Kenner wissen, daß Karl Mickel schon seit drei Jahrzehnten zu den bedeutendsten Dichtern der Zeit gehört. Es muß Gründe haben, daß er - anders als manche gleichaltrigen Generationsfährten aus der DDR - nicht die große Öffentlichkeit fand. Das gilt erst recht für die sogenannten alten Bundesländer, wo der Name Mickel selbst denen nichts sagt, die sich für die zeitgenössische Literatur offen zeigen.

Manfred Jäger |
    Auf den ersten Blick verweist solche Unkenntnis auf simple verlagstechnische Ursachen. Die prominenten Autoren aus der DDR hatten ihren West-Verlag. Ungefähr zeitgleich - oder wegen der Engpässe im den volkseigenen Druckereien sogar vorfristig - erschienen deren Bücher in renommierten Häusern wie Luchterhand, Fischer, Hanser, Wagenbach oder Suhrkamp.

    Geschicktes Marketing, das auch die kulturpolitischen Querelen zwischen "Geist und Macht" im Staate Ulbrichts und Honeckers nutzte, öffnete- per "Lizenzausgabe" - den großen deutschsprachigen Markt im "NSW", dem "nicht-sozialistischen Wirtschaftsgebiet". Von Karl Mickel aber kam nur ein einziges Mal eine Gedichtauswahl im Westen heraus, 1967 bei Rowohlt, und auch noch unter dem lateinischen Titel "Vita nova mea". Mickel wurde weder in dem Reinbeker Unternehmen noch in einem konkurrierenden West-Verlag zum Hausautor, zumal es dem zurückhaltenden Mann, der wußte, was er wert war, nicht lag, in eigener Sache zu trommeln.

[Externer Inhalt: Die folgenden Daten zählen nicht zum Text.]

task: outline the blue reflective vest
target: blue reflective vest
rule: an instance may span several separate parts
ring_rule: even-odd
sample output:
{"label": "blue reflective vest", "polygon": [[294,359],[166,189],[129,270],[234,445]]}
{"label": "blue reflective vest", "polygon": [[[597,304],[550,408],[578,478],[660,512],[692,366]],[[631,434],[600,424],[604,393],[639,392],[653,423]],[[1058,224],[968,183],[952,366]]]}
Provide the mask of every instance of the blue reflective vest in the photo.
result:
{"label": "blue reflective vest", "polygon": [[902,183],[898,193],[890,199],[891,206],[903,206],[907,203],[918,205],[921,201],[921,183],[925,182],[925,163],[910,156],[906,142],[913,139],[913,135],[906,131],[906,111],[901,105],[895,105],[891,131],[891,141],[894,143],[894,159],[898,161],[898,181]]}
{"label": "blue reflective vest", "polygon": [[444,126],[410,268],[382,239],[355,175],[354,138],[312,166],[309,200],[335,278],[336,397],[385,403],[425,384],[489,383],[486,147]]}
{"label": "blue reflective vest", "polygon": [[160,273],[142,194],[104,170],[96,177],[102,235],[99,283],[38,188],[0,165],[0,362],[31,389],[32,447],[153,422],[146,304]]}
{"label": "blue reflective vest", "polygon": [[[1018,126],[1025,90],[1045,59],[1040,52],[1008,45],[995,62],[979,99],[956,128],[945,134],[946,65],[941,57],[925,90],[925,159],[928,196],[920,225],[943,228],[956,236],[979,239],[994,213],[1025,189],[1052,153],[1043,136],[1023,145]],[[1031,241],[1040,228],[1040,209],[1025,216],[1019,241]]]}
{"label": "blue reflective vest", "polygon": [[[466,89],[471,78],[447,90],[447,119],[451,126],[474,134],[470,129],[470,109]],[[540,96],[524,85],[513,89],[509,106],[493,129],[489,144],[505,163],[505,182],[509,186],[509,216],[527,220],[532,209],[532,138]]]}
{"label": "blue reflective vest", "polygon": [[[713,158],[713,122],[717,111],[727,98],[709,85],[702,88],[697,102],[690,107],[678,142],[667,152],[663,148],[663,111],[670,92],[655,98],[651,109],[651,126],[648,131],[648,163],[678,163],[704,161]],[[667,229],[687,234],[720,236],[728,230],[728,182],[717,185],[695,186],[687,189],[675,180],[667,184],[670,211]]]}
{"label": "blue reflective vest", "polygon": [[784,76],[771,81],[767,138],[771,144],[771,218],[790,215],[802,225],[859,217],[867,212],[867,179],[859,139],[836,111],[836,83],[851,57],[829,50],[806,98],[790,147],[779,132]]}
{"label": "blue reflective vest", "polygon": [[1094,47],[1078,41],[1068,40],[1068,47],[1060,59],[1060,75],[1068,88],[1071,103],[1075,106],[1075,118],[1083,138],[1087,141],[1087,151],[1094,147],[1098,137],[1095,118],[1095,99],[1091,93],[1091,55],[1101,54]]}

    Mickels Bücher erschienen in Abständen, aber doch kontinuierlich im Mitteldeutschen Verlag Halle-Leipzig. Die frühe Nachkriegsgründung aus dem Jahre 1946 entwickelte sich seit den sechziger Jahren zu einem fahrenden Verlag für sozialistische Gegenwartsliteratur. Immer wieder geriet er ins Zentrum kulturpolitischer Stürme. Hier erschien zum Beispiel Christa Wolfs 1964 noch heftig angefeindete Erzählung "Der geteilte Himmel" und 1969 ihr seinerzeit als konterrevolutionär eingestufter Roman "Nachdenken über Christa T. ", was dem damaligen Verlagsleiter Heinz Sachs eine öffentliche Selbstkritik und die Entlassung eintrug. Bitterfeld lag nicht weit weg, und der "mdv" sollte auch der neuen Literatur von schreibender Kumpelhand aufhelfen. Mickel, die staatlichgeförderte Begabung von genuin proletarischer Herkunft, hielt den Autodidaktenwahn der an die Macht gelangten Autodidakten für eine lächerliche Marotte. Er sah die Widersprüche und benannte sie. Er bekam Ärger, aber er suchte ihn nicht. Die Leitung des Mitteldeutschen Verlags lag inzwischen in den Händen von Eberhard Günther, der sich durchzuschlagen suchte. Er verteidigte so gut es ging, "seine Autoren", und er zwang sie zugleich, der staatlichen Zensur nachzugeben, als deren Büttel er fungieren mußte. Erich Loest hat detailliert protokolliert, wie Eberhard Günther im vertraulichen Gespräch, in dem Macht und Ohnmacht freilich so verteilt waren, daß der Kampf unter Ungleichen ausgetragen werden mußte, seinen Roman "Es geht seinen Gang" entschärfte, um ihn auf diese Weise doch durchzusetzen. Denkt heute noch jemand darüber nach, was es bedeutete, daß bis zum Ende der DDR in Halle an der Saale ein Verlag existierte, der sich mitteldeutsch nannte? Mitteldeutsch? Trotz der politisch erzwungenen Zwei-Staaten-Theorie! Wenn es in Halle einen fahrenden DDR-Verlag gab der sich mitteldeutsch nannte, mußte es dann nicht - wenigstens virtuell ein einheitliches Deutschland geben? Karl Mickel fand Gefallen an solchen Details, die nicht ins ideologische Raster paßten.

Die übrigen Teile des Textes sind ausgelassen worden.